Taylor White, writing in 1889, says, “I consider these dogs entirely distinct from the European dog. For the wild dogs met with on the Waimakariri River, in the alpine ranges of Canterbury, during the year 1856, were in colour and markings identical with those found in the alpine region of Lake Wakatipu in 1860, a distance of several hundred miles apart. There seems little room to doubt that they were an original Maori dog. The fact of their wanting the two tan spots over the eyes mostly seen in European dogs of approximate colour is a very strong evidence also in favour of this opinion.”

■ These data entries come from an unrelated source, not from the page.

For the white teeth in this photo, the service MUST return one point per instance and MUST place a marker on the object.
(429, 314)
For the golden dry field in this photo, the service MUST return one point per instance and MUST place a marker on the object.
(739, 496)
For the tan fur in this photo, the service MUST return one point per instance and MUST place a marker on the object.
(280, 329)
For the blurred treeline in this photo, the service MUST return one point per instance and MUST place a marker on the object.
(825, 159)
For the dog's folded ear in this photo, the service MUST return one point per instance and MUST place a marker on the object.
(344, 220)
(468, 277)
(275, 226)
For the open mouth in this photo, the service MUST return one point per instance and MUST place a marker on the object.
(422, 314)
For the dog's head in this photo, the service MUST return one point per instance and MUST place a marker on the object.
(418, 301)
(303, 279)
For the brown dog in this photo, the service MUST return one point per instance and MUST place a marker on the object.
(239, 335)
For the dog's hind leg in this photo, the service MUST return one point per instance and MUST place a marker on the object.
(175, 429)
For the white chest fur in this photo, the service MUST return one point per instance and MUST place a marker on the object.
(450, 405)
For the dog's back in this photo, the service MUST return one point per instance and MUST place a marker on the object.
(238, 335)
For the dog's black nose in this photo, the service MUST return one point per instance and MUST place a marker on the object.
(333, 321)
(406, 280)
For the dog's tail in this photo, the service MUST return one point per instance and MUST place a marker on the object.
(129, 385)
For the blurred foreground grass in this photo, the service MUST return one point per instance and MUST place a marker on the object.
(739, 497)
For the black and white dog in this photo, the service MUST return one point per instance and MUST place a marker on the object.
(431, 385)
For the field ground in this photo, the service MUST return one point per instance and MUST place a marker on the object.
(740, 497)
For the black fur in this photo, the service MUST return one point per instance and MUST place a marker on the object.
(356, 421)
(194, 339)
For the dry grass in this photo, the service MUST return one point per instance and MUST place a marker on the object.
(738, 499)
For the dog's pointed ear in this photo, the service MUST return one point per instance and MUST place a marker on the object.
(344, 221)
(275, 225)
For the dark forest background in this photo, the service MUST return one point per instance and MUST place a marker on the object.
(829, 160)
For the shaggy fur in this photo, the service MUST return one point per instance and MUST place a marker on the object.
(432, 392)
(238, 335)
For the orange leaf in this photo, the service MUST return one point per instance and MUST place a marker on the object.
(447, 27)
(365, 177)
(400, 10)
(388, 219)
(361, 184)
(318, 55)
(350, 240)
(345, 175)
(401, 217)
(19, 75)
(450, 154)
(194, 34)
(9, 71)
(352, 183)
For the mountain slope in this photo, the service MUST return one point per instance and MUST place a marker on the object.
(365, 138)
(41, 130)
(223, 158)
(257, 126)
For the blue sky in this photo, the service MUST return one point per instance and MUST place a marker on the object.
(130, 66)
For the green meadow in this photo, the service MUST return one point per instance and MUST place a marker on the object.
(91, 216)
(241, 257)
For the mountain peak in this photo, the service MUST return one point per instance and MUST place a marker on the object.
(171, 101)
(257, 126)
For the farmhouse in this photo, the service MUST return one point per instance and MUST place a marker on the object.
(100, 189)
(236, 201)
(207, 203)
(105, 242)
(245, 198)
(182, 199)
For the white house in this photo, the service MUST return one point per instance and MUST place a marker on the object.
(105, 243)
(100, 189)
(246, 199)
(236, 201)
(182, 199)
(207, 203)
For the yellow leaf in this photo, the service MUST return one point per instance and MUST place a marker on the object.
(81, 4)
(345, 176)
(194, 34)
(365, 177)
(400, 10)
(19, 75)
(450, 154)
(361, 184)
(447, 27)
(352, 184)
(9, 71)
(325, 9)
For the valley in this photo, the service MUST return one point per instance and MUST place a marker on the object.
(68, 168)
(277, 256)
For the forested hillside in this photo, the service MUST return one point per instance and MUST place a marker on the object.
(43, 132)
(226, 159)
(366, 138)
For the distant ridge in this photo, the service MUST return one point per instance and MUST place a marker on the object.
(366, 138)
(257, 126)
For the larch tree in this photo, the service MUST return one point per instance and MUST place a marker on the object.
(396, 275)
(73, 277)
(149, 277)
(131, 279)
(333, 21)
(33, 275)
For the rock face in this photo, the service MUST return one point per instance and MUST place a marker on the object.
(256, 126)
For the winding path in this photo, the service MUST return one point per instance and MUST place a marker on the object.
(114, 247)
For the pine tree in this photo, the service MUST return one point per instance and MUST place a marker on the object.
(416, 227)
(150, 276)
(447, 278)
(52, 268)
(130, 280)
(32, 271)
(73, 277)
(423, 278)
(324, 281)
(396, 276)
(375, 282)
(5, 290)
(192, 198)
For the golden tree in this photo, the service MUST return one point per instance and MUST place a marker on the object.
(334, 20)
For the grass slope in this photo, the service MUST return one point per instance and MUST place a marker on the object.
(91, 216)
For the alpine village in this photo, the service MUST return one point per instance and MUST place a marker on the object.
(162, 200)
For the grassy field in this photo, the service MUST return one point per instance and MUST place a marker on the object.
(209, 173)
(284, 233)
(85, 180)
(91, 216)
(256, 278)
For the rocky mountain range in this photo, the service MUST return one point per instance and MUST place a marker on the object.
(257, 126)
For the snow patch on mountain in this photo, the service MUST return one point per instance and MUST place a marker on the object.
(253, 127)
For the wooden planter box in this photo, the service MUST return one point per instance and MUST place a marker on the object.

At one time wild dogs were so common in Marlborough and did so much damage on the sheep-runs that packs of hunting-dogs were bred for the special purpose of running them down. As settlement proceeded and the country became opened up wild dogs were gradually exterminated. The only ones which are now met with are curs which have taken to rabbits or to sheep-killing, and have managed to escape from their owners.
Bellingshausen reported wild dogs on the Macquaries in 1820, but it is improbable that they long survived the sealers, who probably generally brought them to the islands. As soon as the killing of seals and sea-lions stopped the dogs in all probability died out. Captain Musgrave, who was wrecked on Auckland Island in 1864, discovered wild dogs, like sheep-dogs, on the island. Their case, however, was probably similar to those on the Macquaries, for I am not aware that any subsequent visitor to the island has seen them.

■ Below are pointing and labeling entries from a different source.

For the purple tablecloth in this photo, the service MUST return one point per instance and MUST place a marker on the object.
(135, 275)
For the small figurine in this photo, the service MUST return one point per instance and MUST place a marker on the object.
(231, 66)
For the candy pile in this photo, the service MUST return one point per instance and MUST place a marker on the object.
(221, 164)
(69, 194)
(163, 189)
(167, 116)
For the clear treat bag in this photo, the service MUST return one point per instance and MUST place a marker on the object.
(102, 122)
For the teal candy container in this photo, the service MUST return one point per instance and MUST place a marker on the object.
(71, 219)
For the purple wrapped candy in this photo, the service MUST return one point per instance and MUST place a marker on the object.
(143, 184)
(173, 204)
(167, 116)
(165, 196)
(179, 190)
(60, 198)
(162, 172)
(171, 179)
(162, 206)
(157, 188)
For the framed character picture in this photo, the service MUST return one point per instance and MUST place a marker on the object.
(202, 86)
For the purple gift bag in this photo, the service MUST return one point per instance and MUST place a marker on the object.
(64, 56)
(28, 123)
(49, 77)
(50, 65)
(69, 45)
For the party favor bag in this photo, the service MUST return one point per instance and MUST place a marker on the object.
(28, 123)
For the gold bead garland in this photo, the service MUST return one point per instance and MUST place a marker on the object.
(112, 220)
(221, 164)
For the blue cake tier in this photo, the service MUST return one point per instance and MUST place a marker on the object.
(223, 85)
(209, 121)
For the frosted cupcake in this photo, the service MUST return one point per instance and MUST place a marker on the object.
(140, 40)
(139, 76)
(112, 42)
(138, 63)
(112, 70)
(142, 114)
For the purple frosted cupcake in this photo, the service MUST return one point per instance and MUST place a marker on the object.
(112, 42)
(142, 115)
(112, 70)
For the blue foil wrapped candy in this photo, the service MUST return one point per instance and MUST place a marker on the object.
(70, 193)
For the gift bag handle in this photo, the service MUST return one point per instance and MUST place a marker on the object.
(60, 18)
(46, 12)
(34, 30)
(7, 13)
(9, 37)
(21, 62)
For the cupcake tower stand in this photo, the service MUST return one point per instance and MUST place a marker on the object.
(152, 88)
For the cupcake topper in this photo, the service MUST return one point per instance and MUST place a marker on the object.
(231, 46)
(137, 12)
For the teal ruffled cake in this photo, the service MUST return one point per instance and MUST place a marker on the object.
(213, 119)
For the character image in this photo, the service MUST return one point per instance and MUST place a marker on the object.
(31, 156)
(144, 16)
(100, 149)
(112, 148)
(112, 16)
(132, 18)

In a reprint from the Auckland Herald of the 18th November, 1866, we read, “It is not generally known that about Otamatea and the Wairoa the bush is infested with packs of wild dogs, as ferocious, but more daring, than wolves. These dogs hunt in packs of from three to six or eight. They are strong, gaunt, large animals, and dangerous when met by a man alone. Not long since a Maori, when travelling from one settlement to another through the forest, was attacked by three of these animals at dusk, and only saved himself by climbing into a tree, where he was kept prisoner until late the next day. The extensive district over which these packs roam was once well stocked with wild pigs, but most of these have fallen victims to the dogs, and since this supply of food has failed the dogs have ventured after dark to the neighbourhood of Native settlements and the homesteads of European settlers in quest of prey.”
CHAPTER IX.
CARNIVORA—FERRETS, STOATS, AND WEASELS.
The Mustelidae, or weasel family, is the most heterogeneous assemblage of all the carnivorous group. Though differing much among themselves, they possess certain important characters in common. One of the most familiar is the presence of anal glands, situated beneath the root of the tail, which contain a more or less noxious and evil-smelling fluid. The three members of the family which have been introduced into New Zealand belong to the genus Putorius, which receives its name from the Latin word putor, a stench. The most notorious example is the American species, the skunk, whose perfume is so strong that David Harum records how a man who killed one went into the woods for a week and “hated hisself.”